USP requirements according to Section 41

Figure 4 - USP book, weights, and calibration certificate.

A key factor of advanced pharmaceutical compliance is the minimum sample weight verification protocols according to the United States Pharmacopoeia (USP) (Figure 4). Section 41 specifies that the minimum sample amount measured on a balance may not be less than 1000 times the uncertainty of measurement (or the uncertainty of measurement must not be greater than 0.1% of the minimum sample weight). To be more exact, the original text is as follows:

“Pharmacopeial tests and assays require balances that vary in capacity, sensitivity, and reproducibility. Unless otherwise specified, when substances are to be ‘accurately weighed’ for Assay the weighing is to be performed with a weighing device whose measurement uncertainty (random plus systematic error) does not exceed 0.1% of the reading. For example, a quantity of 50 mg is to weighed so that the absolute error does not exceed 50 µg. Measurement uncertainty is satisfactory if three times the standard deviation of not less than ten replicate weighings divided by the amount weighed, does not exceed 0.001.”

Figure 5 - The standard deviation, s, is used to evaluate a balance with regard to its reproducibility. For a confidence interval of ±3σ, 99.7% of the values measured lie within these limits around the mean.

The standard deviation (repeatability) describes the ability of an instrument to obtain corresponding results under constant testing conditions (Figure 5). Therefore, this can be designated as the most important metrological feature of a modern electronic weighing instrument.
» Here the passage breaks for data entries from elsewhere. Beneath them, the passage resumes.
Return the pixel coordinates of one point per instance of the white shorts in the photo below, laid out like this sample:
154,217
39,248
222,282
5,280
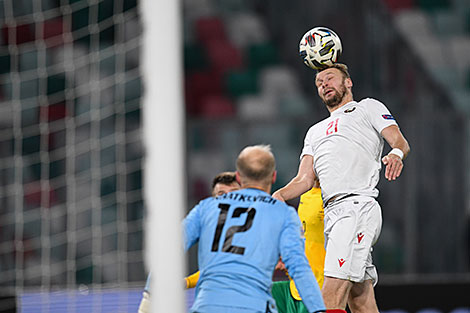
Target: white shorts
352,226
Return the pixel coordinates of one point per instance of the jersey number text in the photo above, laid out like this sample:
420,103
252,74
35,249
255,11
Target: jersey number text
227,246
332,127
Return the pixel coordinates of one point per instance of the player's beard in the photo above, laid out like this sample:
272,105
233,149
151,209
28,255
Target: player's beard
337,98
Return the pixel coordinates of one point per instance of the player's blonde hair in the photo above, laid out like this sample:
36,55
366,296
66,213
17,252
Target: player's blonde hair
343,68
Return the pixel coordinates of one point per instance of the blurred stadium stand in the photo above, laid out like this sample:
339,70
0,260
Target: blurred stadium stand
70,90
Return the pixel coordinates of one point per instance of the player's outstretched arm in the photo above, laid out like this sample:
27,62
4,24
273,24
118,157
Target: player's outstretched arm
301,183
393,161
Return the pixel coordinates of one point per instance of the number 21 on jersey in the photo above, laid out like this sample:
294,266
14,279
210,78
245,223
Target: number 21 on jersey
332,127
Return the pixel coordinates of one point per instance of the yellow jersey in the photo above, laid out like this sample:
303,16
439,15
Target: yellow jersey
311,215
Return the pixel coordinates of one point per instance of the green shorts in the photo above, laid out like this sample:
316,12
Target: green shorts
284,301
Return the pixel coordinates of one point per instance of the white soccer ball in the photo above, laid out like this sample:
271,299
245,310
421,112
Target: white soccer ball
320,47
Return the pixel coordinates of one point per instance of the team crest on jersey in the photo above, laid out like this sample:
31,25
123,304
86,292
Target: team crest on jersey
388,116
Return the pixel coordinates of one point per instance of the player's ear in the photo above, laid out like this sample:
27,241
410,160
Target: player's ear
237,177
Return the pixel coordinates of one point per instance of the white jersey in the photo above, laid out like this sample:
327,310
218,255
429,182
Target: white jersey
347,148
For this reason, the repeatability (also called reproducibility) is always given in the specifications for a balance.

The simple standard deviation (1s) is mostly used to quantify the repeatability. With this specification, the minimum sample weight can be calculated using the following equation:

Repeatability * 3000 = minimum sample weight

The factor 3000 is calculated based on the USP requirement that three times the standard deviation (= measurement uncertainty according to the USP) must be used and that the measurement uncertainty may not exceed 0.1% of the reading of the minimum sample weight (0.1% corresponds to the factor 1000). Focal points are:

Figure 6 - SQmin display on a balance showing the required minimum weight, and clearly indicating whether or not the sample is within USP requirements.

  • Ten replicate weighings using traceable weights
  • Three times the standard deviation of those weighings
  • U = 3 * sd
  • Because USP uses a tolerance limit of 0.1%, the minimum sample quantity can be determined as: Minimum Sample Quantity = U * 1000.

Therefore, it is imperative in advanced pharmaceutical applications that the user’s balance can specify the correct sample weight so that it is within legal requirements (Figure 6).